偏屈な管理人が感じたことをストレートに表現する場所です。

本川橋を渡り「中島勧商場跡」に向かう

2009年09月23日 | 

私は本川橋(かつては猫屋橋といった)を渡り中島町(旧中島本町)に入った。「続がんす横丁」の「腐っても鯛の中島本町」には重要な記述が多いので参考までに引用しておこう。

 …中島本町は、明治、大正、昭和三代にかけて、広島の盛り場のメッカといわれたものである。三代にわたってこの盛り場の思い出にはいろいろあるが、三代といってもすでに大正の終わりごろには中島界わいもさびれていた。そして原爆後は、かつての盛り場の中心地であったあたりは平和公園の中に吸い込まれてしまった。

 中島本町は東西の繁華街へ通じる中心の地点で、昔は目抜き通りの一等地としてならした…しかし、この界わいはいわばお坊ちゃん育ちのお人よしがたたって急テンポの時代の波にあっけなく見捨てられて、せっかくの一等地もがた落ちになった。それでもはなやかな時代の惰性で、慈仙寺鼻と天神町寄りの一画にはカフェー七軒、料理屋五軒、一ぱいのみ屋が十一軒、映画常設館二軒と、繁華街らしいスクラムを組んでお茶をニゴしていたという。大正中期の話である。

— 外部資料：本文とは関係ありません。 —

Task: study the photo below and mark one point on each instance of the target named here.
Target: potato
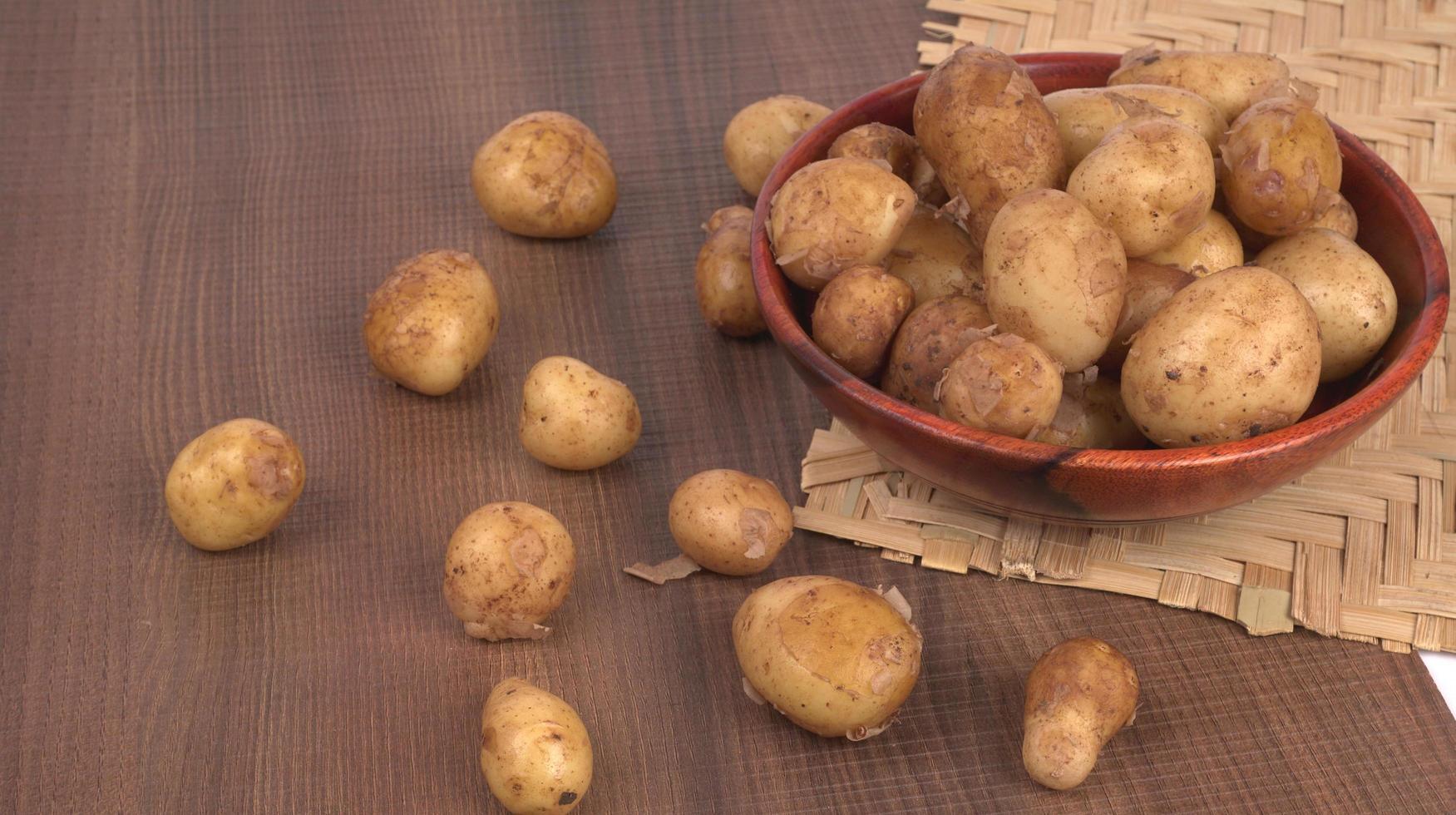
(936, 258)
(1347, 289)
(856, 318)
(234, 485)
(535, 750)
(575, 418)
(1232, 81)
(833, 657)
(728, 521)
(545, 175)
(1229, 357)
(928, 341)
(432, 322)
(1085, 114)
(1151, 180)
(762, 133)
(1079, 694)
(836, 215)
(985, 128)
(1281, 166)
(1149, 287)
(724, 275)
(1004, 384)
(1054, 275)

 ここでもっともみじめだったのは、かつての中島勧商場がまるであばら屋のような姿をされしていたことで、これらの土地が例外なしに担保流れで銀行の所有地になっていたという。そのかみの大商店の没落を裏書きしていちまつの哀愁を感じさせたものである。…

 しかし、集散場とか勧商場とかいわれた時代までさかのぼると、中島界わいは広島人にはこの上もない心あたたまる歓楽境であった。広島の盛り場の第一は明治十五年三月にできた中島集散場で、まさに広島最初の歓楽街であった。最初の店舗は十七戸で、敷地は千三百坪(約四千三百平方メートル)と記録されている。第二が前にも書いた横町の商工倶楽部の三十戸で明治二十二年五月、そして三番目にできたのが明治二十五年四月同じ中島本町にデビューした中島勧商場で十二軒、さらに十年後の明治三十五年六月には中島本町に第二集散場として五軒の店ができた。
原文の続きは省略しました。